Aéroport Notre-Dame des Landes: Des milliers d'opposants vont fêter sur la Zad l'abandon du projet

MOBILISATION Dans une ambiance carnavalesque, des milliers de personnes vont déambuler dans la Zad, accompagnées de fanfares et de chars, et festoyer jusque tard dans la nuit…

H. B. avec AFP

— 

Des zadistes criant victoire après l'annonce de l'abandon du projet d'aéroport de Notre-Dame des Landes.
Des zadistes criant victoire après l'annonce de l'abandon du projet d'aéroport de Notre-Dame des Landes. — LOIC VENANCE/AFP

« Ce sera une fête grandiose, inouïe, hors norme ». Des milliers d’opposants sont attendus ce samedi sur la Zad pour fêter « la victoire de l’abandon » du projet d’aéroport à Notre-Dame des Landes et réaffirmer leur détermination à gagner une deuxième bataille, celle de la gestion collective des terres « sauvées du bétonnage ».

Des militants anti-NDDL venus de toute la France, mais aussi d’Europe, doivent converger à la mi-journée sur ce territoire bocager de 1.650 hectares, pour y célébrer, à l’appel du mouvement très hétérogène des anti-aéroport, la fin officielle de ce projet né dans les années 1960, devenu le vecteur de l’opposition à d’autres programmes d’infrastructures.

Une « fête démesurée »

Pour célébrer cette « victoire après une bataille de plus de cinquante ans », les anti-aéroport ont prévu une « fête démesurée » : dans une ambiance carnavalesque, des milliers de personnes, voire « des dizaines de milliers » selon les organisateurs, doivent déambuler dans la Zad, accompagnées de fanfares et de chars, et festoyer jusque tard dans la nuit, autour de cinq scènes musicales.

>> A lire aussi : Sur la Zad, les opposants savourent «un rendez-vous avec l’Histoire»

Le point d’orgue de cette mobilisation est attendu vers 15h, dans un champ de la ferme de Bellevue, occupée depuis janvier 2013 par un collectif de paysans anti-aéroport, où sera brûlée une grande effigie de l’aéroport de Notre-Dame-des-Landes.
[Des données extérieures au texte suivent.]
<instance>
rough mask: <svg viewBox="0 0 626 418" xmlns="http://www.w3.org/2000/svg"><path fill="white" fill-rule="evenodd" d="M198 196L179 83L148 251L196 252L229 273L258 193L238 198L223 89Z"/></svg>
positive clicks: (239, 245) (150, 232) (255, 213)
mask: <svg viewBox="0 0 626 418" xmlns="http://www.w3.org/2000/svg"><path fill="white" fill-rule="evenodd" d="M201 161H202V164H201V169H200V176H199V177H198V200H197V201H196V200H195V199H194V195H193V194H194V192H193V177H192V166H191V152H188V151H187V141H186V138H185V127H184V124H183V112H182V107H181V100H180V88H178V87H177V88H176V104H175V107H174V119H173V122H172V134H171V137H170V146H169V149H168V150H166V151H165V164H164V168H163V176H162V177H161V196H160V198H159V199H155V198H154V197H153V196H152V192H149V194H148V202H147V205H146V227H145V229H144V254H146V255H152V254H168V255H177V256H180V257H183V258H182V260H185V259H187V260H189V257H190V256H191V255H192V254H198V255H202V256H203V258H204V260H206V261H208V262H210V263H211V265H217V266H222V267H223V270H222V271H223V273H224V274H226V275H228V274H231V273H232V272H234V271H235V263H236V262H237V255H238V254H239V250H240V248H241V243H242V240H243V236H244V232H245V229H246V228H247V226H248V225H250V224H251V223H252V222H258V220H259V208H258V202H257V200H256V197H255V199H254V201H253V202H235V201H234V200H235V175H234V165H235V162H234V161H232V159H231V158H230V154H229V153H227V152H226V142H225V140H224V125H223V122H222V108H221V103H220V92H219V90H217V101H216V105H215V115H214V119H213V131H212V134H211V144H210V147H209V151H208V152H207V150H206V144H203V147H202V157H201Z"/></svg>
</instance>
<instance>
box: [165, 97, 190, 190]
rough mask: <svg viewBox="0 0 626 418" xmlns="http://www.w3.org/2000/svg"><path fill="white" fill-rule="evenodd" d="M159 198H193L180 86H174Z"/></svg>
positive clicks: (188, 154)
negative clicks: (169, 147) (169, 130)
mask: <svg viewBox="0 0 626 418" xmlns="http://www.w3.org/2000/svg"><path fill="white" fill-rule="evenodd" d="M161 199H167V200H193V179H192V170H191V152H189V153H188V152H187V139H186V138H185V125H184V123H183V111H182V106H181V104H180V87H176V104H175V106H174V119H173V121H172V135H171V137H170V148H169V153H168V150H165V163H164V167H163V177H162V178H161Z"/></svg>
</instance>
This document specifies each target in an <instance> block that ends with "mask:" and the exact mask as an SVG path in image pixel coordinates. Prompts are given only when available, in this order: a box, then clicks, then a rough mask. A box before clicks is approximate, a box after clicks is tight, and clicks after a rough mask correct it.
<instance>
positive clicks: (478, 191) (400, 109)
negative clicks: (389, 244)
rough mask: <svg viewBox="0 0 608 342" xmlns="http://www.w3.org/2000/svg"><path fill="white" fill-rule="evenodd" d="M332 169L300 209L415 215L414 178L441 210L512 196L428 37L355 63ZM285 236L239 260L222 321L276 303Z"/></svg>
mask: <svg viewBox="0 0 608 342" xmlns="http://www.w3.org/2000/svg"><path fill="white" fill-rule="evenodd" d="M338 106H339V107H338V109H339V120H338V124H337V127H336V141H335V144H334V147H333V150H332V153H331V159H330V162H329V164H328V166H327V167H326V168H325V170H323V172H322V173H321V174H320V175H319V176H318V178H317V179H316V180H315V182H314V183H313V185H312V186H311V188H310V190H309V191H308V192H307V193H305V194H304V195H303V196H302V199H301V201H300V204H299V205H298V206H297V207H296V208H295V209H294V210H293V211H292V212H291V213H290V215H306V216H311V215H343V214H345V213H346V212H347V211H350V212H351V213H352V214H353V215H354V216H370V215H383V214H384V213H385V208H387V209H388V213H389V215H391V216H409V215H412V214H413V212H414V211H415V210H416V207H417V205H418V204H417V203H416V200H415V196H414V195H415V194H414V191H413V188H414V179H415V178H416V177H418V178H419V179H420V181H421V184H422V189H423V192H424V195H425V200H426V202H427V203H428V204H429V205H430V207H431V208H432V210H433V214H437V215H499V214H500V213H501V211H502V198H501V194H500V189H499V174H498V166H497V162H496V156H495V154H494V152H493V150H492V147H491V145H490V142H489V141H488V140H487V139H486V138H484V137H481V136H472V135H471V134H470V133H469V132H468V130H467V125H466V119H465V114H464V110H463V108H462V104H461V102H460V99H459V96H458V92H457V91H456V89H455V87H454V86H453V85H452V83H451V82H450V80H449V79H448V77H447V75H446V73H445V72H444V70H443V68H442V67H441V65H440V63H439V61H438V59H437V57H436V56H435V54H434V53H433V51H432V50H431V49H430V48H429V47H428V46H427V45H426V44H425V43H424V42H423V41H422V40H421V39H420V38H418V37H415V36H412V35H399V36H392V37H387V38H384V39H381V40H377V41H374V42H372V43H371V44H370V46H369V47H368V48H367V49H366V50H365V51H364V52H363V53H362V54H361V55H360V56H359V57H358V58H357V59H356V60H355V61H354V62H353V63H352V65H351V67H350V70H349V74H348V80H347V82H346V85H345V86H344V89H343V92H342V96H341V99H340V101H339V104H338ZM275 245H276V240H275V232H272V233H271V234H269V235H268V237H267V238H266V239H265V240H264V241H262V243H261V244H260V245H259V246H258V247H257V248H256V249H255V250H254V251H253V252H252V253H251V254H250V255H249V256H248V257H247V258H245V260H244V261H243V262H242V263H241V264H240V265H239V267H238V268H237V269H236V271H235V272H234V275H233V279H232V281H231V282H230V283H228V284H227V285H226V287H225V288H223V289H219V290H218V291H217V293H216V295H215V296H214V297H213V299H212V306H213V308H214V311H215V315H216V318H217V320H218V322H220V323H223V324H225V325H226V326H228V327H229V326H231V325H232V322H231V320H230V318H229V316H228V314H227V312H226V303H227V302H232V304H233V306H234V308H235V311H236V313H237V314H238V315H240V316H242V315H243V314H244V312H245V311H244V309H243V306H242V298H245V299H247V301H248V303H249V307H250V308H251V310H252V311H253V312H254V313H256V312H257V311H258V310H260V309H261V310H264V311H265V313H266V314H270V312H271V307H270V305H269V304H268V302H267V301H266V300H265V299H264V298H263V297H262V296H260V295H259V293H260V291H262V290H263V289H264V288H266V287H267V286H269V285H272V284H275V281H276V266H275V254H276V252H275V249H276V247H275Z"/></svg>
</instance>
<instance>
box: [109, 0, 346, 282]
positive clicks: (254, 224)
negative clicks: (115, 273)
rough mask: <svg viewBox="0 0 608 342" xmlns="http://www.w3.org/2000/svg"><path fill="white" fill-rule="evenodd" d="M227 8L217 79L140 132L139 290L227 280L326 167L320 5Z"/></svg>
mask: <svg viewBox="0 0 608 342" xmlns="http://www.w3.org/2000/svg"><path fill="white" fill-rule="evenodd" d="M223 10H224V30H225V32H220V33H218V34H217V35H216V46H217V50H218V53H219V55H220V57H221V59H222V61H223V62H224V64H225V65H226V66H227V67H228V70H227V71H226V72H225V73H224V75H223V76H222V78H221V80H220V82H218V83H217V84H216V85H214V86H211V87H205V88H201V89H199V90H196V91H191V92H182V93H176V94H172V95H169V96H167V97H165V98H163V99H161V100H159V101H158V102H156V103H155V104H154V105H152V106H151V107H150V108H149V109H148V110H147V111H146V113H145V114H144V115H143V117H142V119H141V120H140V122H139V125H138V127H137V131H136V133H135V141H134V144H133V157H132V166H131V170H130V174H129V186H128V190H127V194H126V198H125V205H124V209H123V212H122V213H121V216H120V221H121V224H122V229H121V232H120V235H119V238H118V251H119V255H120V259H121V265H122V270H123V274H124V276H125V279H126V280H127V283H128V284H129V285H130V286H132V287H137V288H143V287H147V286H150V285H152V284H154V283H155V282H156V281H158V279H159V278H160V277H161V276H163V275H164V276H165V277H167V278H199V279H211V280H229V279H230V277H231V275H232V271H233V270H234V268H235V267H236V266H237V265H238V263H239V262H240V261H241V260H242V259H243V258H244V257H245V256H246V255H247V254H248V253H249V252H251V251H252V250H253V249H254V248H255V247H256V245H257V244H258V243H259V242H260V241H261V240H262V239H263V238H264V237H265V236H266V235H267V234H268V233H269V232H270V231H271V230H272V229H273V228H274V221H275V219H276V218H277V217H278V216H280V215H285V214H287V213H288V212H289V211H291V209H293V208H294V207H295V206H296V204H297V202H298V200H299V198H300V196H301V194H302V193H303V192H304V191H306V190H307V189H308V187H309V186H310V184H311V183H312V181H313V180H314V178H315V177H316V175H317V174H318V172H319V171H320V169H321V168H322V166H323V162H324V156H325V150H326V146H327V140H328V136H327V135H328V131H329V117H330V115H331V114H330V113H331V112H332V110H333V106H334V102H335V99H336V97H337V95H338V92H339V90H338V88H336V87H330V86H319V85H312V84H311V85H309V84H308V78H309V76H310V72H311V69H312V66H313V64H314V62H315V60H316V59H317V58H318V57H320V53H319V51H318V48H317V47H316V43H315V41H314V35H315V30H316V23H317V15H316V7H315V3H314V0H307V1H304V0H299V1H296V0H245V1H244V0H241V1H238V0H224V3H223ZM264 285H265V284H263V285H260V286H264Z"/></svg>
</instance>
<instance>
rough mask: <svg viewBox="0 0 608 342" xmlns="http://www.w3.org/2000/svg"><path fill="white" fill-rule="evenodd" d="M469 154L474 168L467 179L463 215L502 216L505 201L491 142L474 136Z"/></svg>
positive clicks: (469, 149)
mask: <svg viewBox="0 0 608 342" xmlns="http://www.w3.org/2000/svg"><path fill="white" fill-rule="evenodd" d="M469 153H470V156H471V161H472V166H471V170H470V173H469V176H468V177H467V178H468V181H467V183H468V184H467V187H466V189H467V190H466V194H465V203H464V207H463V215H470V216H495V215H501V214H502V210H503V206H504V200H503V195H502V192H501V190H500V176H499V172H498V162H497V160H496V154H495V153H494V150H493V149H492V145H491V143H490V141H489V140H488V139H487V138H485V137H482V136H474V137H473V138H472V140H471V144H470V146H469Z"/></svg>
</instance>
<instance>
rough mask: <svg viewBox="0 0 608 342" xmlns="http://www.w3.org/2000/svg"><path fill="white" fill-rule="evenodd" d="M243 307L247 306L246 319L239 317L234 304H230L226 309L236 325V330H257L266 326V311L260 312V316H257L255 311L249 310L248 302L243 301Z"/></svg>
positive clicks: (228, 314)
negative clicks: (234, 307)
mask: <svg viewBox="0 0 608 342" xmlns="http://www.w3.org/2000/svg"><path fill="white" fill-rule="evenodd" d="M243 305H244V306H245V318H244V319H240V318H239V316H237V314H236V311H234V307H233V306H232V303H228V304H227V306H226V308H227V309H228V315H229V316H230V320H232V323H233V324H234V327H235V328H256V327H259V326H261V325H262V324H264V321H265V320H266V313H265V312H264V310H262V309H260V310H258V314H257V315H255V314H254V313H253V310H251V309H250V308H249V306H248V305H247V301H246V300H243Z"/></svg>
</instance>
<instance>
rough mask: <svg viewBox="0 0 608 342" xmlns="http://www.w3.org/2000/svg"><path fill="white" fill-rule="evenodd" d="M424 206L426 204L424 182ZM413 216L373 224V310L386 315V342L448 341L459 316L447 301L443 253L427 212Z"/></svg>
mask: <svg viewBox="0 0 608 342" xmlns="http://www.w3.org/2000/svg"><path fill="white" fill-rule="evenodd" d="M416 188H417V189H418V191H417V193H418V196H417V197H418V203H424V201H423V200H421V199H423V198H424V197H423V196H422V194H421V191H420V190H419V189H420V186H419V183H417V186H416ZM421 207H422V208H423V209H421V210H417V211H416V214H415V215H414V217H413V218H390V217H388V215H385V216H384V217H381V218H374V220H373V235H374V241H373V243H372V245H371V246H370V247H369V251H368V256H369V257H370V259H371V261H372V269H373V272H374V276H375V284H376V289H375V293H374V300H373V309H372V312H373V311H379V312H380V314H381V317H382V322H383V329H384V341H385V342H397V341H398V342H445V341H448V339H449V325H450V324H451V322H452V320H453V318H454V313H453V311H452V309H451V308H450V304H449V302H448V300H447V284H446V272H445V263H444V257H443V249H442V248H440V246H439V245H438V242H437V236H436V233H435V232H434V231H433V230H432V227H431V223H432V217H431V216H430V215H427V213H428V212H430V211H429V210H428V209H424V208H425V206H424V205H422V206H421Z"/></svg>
Ce « jour de carnaval », fête symbolisant la fin de l’hiver et l’arrivée du printemps, marque « la genèse de l’avenir du bocage », selon le mouvement anti-aéroport, qui porte un projet collectif de gestion de l’usage des terres de la Zad, comme cela s’est fait au Larzac après l’abandon du projet d’extension du camp militaire.

Cette démonstration de force vise aussi à « réaffirmer le refus des expulsions »

Sous le mot d’ordre « Enracinons l’avenir », les manifestants sont appelés à venir chacun avec un arbre ou une plantation, une action symbolique mais aussi un signal fort envoyé à l’État, alors que la préfète de la région Pays de la Loire, Nicole Klein, s’apprête à ouvrir les négociations sur le devenir agricole du site.

>> A lire aussi : Les cinq questions que pose l’abandon du projet d’aéroport

« Le moment le plus enthousiasmant et exaltant, il commence aujourd’hui. Il faut qu’on montre qu’on reste complètement déterminés à continuer à prendre soin de ce bocage », explique une occupante de la Zad sous couvert du prénom mixte « Camille ». Cette démonstration de force vise aussi à « réaffirmer le refus des expulsions » après le 31 mars, date butoir fixée par l’État pour que les occupants illégaux rentrent « dans la légalité ».

>> A lire aussi : Nouvelle manifestation des riverains en colère samedi

A une vingtaine de kilomètres plus au sud, les « riverains en colère » de l’aéroport de Nantes tenteront eux aussi de faire entendre leurs voix. Soutenus par les associations qui étaient favorables au transfert de la plateforme à Notre-Dame-des-Landes, ils appellent à une manifestation à 11h à Bouguenais, contre la « haute trahison de l’État ».